Planning Grant Application Guide
Pilot Initiative Participant Eligibility Criteria
Families participating in the services funded by the Tennessee Opportunity Pilot Initiative must meet certain eligibility requirements established by federal law. Specifically, participating families (parent/legal guardian with child(ren) under the age of 18) must meet Tennessee’s low-income eligibility criteria. "Low-Income Families" is defined as families who are:
- Living at or below the Federal Poverty Level.
- Eligible for Medicaid.
- Recipients of, or eligible for, public beneﬁts such as Families First (TANF) or Supplemental Nutrition Assistance Program (SNAP).
- Part of a coordinated entry system through Social Services agencies and meet the low-income criteria; unemployed or zero income veriﬁcation.
- Live in Section 8 housing or low rent public housing.
- Be eligible for National School Lunch Program (free or reduced lunch).
Planning Grant Applicant Criteria
Collaborations of Tennessee-based entities that can administer services which are consistent with the Department’s mission and meet one of the four purposes of TANF are encouraged to apply during the Tennessee Opportunity Pilot Initiative Planning Grant application period. The following four types of entities should collaborate for the purpose of applying for Planning Grants:
- A political subdivision of this state.
- A nonprofit corporation, created pursuant to title 48.

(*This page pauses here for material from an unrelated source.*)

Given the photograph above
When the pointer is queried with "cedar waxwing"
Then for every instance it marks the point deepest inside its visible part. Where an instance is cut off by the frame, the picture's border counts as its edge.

- A development district, created pursuant to the Development District Act of 1965, compiled in title 13, chapter 14.
- A human resource agency, created pursuant to the Human Resource Agency Act of 1973, compiled in title 13, chapter 26.
The process for selecting which collaborations will be awarded Planning Grants will differ from the more robust process utilized when selecting recipients of Implementation Grants. However, certain criteria will remain constant throughout. For example, the list below includes a set of characteristics that recipients of Planning and Implementation Grants must possess. In addition to being a Tennessee-based collaboration of agencies/entities, applicants must also have:
- Demonstrated an understanding of the challenges low-income families experience in their community, including those related to: Education; Health and well-being; Economic stability; Safe, stable, and nurturing relationships.
- Implemented or developed community-based programs that have been proven to be effective even when subjected to third-party evaluation.
- Demonstrated strong leadership and coordination of cross-sector partnerships.
- Demonstrated a proven track record for providing services intended to help low-income families achieve economic mobility.
- Identified a diverse set of resources, secured cross-sector partnerships, and developed a plan to deliver services from a family-led approach that is aligned with one or more of the four purposes of TANF.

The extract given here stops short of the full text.